Ji membalas senyuman itu juga dengan lebar, ia senang, "Ku kira_"
Jleb!
Anak panah yang diluncurkan dari tangan Rey itu mengenai perut Ji. Para pasukan dibawah pimpinan Ai itu mengitari Ji dan mengacungkan pedang mereka ke arah Ji.
Merasakan sakit luar biasa itu Ji terduduk di salah satu lututnya. "Kak_" Darah keluar dari mulutnya. "_Ai"
Pandangannya kabur. Teh pahit yang ia minum selama di kapal adalah racun.
"Pfft, hahah, Rey!"
Rey yang sudah berdiri di belakang Ji itu mengangkat pedangnya. Ia menghujamkan pedang itu kebawah.
Pangeran "JI!" Monice terbangun dari tidurnya.
Ia duduk dan melihat ke sekitar. Ia berada di kamarnya. Sinar matahari itu menerabas masuk dari jendela kaca kamarnya yang tertutup gorden merah.
"Thea! THEA!" Ia berteriak memanggil pelayannya itu.
"Ya?" Thea segera masuk agak panik dengan panggilan itu, "Nona? Nona tidak apa-apa?" Ia mendekat melihat Monice memegangi perutnya. "Apa yang terjadi?" Monice bertanya dengan suara lirih.
Ia ingin cepat-cepat mengkonfirmasi bahwa yang barusan ia lihat itu hanyalah mimpi buruk.
"Nona.. saya akan membawakan obat Anda." Thea yang tanggap dengan kondisi kesehatan tuannya segera berbalik. Ia tidak tanggap tangan Monice berusaha menahannya untuk tinggal dan malam melepaskannya.
"Pasthea!" Ia mengeraskan suaranya membuat Thea berbalik. Kali ini ia mengerti, ia harus tinggal. "Uph_ek"
Thea menutup mulutnya dengan kedua tangan ketika melihat tangan Monice yang bernoda darah.

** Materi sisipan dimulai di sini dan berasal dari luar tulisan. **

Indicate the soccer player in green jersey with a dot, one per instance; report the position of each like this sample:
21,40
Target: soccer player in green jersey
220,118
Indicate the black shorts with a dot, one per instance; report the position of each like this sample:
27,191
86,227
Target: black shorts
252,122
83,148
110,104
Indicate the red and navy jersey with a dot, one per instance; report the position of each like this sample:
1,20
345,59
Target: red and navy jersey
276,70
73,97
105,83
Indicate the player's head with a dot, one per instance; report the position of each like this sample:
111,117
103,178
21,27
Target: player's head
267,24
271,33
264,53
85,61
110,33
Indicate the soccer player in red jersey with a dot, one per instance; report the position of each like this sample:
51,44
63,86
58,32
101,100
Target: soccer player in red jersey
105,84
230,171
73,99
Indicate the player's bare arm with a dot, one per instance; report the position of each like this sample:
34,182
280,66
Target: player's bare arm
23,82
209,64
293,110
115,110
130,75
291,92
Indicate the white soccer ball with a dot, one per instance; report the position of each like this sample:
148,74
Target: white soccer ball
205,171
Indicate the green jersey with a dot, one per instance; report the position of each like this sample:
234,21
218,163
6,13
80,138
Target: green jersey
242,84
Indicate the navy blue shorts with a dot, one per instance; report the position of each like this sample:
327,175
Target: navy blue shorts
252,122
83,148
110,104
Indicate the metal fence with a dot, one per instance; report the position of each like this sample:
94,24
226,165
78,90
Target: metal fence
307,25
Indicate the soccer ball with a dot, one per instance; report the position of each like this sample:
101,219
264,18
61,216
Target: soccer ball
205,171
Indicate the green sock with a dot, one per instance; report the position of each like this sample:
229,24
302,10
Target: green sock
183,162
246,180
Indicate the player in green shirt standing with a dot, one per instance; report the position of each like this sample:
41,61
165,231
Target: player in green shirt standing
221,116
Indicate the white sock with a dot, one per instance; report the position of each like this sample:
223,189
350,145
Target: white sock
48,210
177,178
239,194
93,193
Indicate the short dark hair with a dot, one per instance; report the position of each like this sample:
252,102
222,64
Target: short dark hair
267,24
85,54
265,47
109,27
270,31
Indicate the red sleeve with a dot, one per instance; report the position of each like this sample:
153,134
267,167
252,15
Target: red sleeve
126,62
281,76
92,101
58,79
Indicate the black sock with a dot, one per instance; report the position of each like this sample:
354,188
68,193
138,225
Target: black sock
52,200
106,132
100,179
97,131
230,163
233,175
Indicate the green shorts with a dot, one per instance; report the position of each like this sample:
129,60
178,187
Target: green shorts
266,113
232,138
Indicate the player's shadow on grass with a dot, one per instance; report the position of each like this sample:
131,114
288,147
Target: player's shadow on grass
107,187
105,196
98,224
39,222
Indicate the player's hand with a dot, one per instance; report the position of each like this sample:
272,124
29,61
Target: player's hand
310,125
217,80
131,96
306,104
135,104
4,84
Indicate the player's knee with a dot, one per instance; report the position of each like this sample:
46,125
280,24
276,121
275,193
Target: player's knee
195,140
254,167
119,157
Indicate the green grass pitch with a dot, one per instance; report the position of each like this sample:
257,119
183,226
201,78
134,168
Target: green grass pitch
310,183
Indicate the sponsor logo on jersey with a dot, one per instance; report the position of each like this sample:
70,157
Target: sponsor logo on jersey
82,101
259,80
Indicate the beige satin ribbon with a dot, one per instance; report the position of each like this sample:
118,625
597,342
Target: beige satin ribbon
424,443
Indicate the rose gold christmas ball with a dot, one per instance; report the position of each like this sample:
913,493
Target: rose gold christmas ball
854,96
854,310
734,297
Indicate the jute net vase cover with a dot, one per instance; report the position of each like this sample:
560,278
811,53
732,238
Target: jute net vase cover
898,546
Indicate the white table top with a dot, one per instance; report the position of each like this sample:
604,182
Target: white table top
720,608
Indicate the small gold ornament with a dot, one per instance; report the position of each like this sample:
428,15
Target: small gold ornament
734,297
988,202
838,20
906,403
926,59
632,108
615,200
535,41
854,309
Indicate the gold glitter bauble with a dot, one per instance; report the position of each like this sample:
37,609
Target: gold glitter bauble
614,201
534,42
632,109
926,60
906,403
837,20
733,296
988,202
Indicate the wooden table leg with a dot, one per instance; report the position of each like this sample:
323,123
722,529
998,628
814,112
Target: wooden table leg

Napas Monice terlihat begitu sesak dan terburu-buru. "Dimana Pangeran Ji?" Ia menatap Thea dengan mata yang lelah itu. "Pangeran Ji.." Melihat Thea yang menggerakkan matanya kekiri dan kekanan membuat Monice geram.
"Dimana?" Ia bersuara lirih tapi penuh frustasi. "Thea.."
"Kabarnya Pangeran Ji masih belum akan kembali bulan ini.."
Monice mengeluarkan napas lega mendengar kalimat Thea. Ia mengelap darah yang mengalir dari sudut bibirnya dengan punggung tangan.
Thea yang melihat nonanya sudah tenang, bergegas keluar dan menyediakan obatnya.
Monice mengatur napasnya. Mimpi itu masih berbekas di kepalanya. "Liel.." Ia mengerang pelan. Memeluk kakinya, ia berusaha menghilangkan pikiran buruk yang membuat kepalanya serasa hampir pecah.
Rasanya sakit, perih, tapi juga panik dan membingungkan. Ia menutup kedua telinganya. Berisik.
.
.
.
Mira berada di ruang tamu istana putri. Ai, pelayan Ai, dan Mira berada di ruangan itu. "Mira, mulai sekarang kau bisa mengurangi sedikit kegiatanmu di lingkar sosial."
Mira mengangkat alisnya polos, ia yang biasanya bertemu langsung dengan Ratu kini berhadapan dengan Tuan Putri Ai. "Ratu masih sibuk mengurus pekerjaan istana karena Pangeran Ji belum pulang jadi aku yang akan mulai bertemu denganmu."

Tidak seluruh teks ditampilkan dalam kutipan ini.